Su’s business career started a few years ago when she borrowed from friends and family to set up restaurants, including a successful downtown hotpot eatery. She then began to spend more aggressively, on a large portfolio of property and a fleet of luxury cars.

But Su started to have problems when she borrowed Rmb360 million to invest in a hotel. Investors found out that she had only invested Rmb200 million of their capital and suspected that she had pocketed the rest. They started asking for their money back.

The whereabouts of the remaining funds are unknown. But they look likely to be difficult to recover, especially if they have been put to work in China’s most famous real estate white elephant, the Kangbashi New Central District.

Built for more than a million Erdos residents, it has remained virtually empty for years.

It was speculative real estate projects like these that hedge fund manager Jim Chanos had in mind when he first warned that China’s property market had put the national economy on to “a treadmill to hell”. So he and others like him will be heartened by news that the volume of property sales in Erdos was down by 80% in the first three quarters, compared to the same period last year.

Last week, nearly 100 construction workers smashed up the offices of an Erdos developer that had fallen into arrears paying their wages, reports Oriental Morning Post.

What’s notable is the willingness of local people to hand over their life savings to Su. One cousin worked for her in one of her restaurants. He offered up Rmb4 million of his own cash, plus another Rmb8 million from those close to him. Others were happy to lend money after introductions by friends.

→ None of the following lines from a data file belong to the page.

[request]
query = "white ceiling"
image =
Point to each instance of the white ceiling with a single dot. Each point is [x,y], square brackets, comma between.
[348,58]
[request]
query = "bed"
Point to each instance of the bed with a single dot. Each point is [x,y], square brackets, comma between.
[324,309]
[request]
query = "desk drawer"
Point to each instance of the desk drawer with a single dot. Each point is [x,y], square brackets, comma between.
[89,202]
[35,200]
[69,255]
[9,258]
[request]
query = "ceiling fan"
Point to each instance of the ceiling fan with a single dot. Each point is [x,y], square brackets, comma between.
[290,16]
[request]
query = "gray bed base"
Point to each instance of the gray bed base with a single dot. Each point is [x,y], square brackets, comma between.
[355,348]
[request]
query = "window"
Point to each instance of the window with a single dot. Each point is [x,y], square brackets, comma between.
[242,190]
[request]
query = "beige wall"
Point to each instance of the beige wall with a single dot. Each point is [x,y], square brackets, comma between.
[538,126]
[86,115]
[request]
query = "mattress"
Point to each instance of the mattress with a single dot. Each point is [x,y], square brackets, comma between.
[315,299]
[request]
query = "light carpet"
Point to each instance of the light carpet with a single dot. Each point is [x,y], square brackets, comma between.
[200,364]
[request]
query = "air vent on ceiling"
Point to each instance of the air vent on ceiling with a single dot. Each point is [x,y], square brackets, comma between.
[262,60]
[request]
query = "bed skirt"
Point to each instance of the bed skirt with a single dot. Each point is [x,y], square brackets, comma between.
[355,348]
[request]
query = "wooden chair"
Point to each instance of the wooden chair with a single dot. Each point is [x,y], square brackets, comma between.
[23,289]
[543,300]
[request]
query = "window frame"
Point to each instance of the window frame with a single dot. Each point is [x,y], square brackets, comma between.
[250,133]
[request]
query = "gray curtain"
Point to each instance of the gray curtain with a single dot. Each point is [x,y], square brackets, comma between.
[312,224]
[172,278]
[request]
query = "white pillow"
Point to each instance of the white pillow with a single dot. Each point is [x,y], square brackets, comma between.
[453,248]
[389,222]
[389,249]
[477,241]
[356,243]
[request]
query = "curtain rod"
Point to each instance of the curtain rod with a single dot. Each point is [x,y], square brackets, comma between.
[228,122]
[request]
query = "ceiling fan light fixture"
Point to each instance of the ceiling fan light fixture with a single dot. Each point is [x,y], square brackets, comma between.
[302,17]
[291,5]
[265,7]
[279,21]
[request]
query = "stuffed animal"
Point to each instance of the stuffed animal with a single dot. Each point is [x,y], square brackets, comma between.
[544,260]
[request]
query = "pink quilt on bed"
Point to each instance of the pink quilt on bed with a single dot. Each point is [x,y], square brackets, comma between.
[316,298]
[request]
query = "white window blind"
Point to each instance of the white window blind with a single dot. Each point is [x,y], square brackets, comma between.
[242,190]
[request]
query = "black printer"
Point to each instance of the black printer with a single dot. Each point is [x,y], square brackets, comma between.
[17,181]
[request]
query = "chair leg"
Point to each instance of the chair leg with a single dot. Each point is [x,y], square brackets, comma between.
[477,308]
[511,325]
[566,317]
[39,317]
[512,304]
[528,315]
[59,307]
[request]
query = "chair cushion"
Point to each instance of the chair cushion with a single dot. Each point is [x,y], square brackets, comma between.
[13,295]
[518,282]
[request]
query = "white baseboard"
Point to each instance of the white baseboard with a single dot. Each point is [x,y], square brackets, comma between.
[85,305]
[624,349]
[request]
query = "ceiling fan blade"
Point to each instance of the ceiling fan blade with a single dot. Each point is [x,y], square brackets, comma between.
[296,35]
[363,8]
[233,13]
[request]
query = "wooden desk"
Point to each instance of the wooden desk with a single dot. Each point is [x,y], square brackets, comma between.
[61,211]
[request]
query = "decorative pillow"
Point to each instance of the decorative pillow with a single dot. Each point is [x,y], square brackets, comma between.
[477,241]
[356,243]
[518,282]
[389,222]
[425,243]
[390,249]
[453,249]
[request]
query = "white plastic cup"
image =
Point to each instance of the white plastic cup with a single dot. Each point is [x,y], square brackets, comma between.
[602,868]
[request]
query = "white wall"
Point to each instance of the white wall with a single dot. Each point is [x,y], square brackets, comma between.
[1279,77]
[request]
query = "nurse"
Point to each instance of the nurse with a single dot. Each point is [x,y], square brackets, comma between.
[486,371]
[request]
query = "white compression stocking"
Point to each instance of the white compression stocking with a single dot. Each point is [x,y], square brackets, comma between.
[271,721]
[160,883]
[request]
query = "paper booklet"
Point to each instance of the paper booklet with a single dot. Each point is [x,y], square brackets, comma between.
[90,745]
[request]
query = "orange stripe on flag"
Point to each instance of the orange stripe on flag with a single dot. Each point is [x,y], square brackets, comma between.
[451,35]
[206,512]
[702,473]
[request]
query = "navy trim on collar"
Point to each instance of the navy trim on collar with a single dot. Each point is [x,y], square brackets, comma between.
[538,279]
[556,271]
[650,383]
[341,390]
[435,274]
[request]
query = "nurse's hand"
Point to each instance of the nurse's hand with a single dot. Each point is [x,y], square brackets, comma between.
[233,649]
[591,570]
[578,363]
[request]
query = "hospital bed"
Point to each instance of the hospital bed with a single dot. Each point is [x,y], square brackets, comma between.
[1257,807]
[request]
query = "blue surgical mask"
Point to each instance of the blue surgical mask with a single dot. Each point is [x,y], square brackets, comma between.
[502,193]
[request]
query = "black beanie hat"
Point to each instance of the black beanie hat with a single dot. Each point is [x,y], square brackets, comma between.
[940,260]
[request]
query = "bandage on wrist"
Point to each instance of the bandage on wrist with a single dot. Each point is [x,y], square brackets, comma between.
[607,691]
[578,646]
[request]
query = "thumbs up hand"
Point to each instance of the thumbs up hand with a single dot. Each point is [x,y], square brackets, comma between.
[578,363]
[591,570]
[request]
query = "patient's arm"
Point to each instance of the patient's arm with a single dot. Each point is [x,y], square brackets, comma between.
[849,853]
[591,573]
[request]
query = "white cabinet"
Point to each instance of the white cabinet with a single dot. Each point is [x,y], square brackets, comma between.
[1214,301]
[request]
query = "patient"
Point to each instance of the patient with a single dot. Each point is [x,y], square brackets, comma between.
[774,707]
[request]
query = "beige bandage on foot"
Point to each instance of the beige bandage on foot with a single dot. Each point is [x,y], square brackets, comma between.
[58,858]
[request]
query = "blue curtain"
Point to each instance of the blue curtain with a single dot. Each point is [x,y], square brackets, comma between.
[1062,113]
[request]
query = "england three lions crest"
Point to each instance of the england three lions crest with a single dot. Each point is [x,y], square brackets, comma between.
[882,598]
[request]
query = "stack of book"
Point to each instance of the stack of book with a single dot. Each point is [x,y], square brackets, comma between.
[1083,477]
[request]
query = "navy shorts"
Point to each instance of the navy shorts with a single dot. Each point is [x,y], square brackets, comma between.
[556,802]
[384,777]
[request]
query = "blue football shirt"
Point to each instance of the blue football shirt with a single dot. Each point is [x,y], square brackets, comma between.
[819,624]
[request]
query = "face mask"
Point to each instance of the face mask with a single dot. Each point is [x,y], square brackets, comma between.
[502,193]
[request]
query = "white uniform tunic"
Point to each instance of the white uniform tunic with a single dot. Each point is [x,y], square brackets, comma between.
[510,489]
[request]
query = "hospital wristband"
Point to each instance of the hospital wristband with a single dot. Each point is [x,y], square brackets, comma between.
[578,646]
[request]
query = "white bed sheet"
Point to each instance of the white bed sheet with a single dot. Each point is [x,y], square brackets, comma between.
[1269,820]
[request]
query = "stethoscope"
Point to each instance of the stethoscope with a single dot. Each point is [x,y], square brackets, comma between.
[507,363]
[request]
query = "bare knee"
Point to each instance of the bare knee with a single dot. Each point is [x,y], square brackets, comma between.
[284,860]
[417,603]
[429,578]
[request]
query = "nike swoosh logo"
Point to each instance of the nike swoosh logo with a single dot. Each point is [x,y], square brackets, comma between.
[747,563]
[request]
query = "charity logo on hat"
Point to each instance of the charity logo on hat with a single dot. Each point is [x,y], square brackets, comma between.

The wider question is whether Erdos’ rapid ascent leaves it more exposed to a private lending implosion. As a key supplier of natural resources, the city’s average GDP per capita is often said to exceed that of Hong Kong, with 7,000 locals having at least Rmb100 million ($15 million) in assets, and 100,000 millionaires (in yuan terms) in the city, according to estimates from the Ministry of Housing and Urban-Rural Development.

Much of that wealth seems to have been loaned out informally. Zhou Dewen – probably pleased that Wenzhou has someone to share the spotlight – told local media that private lending may account for 30% to 40% of real estate industry funding and 60% to 70% for the local coal mining industry.

In the meantime, Su is under arrest. Just as well: a Miss Zhao, who lent Su Rmb7 million, told Securities Times that she wanted to see her “shot 10 times ”.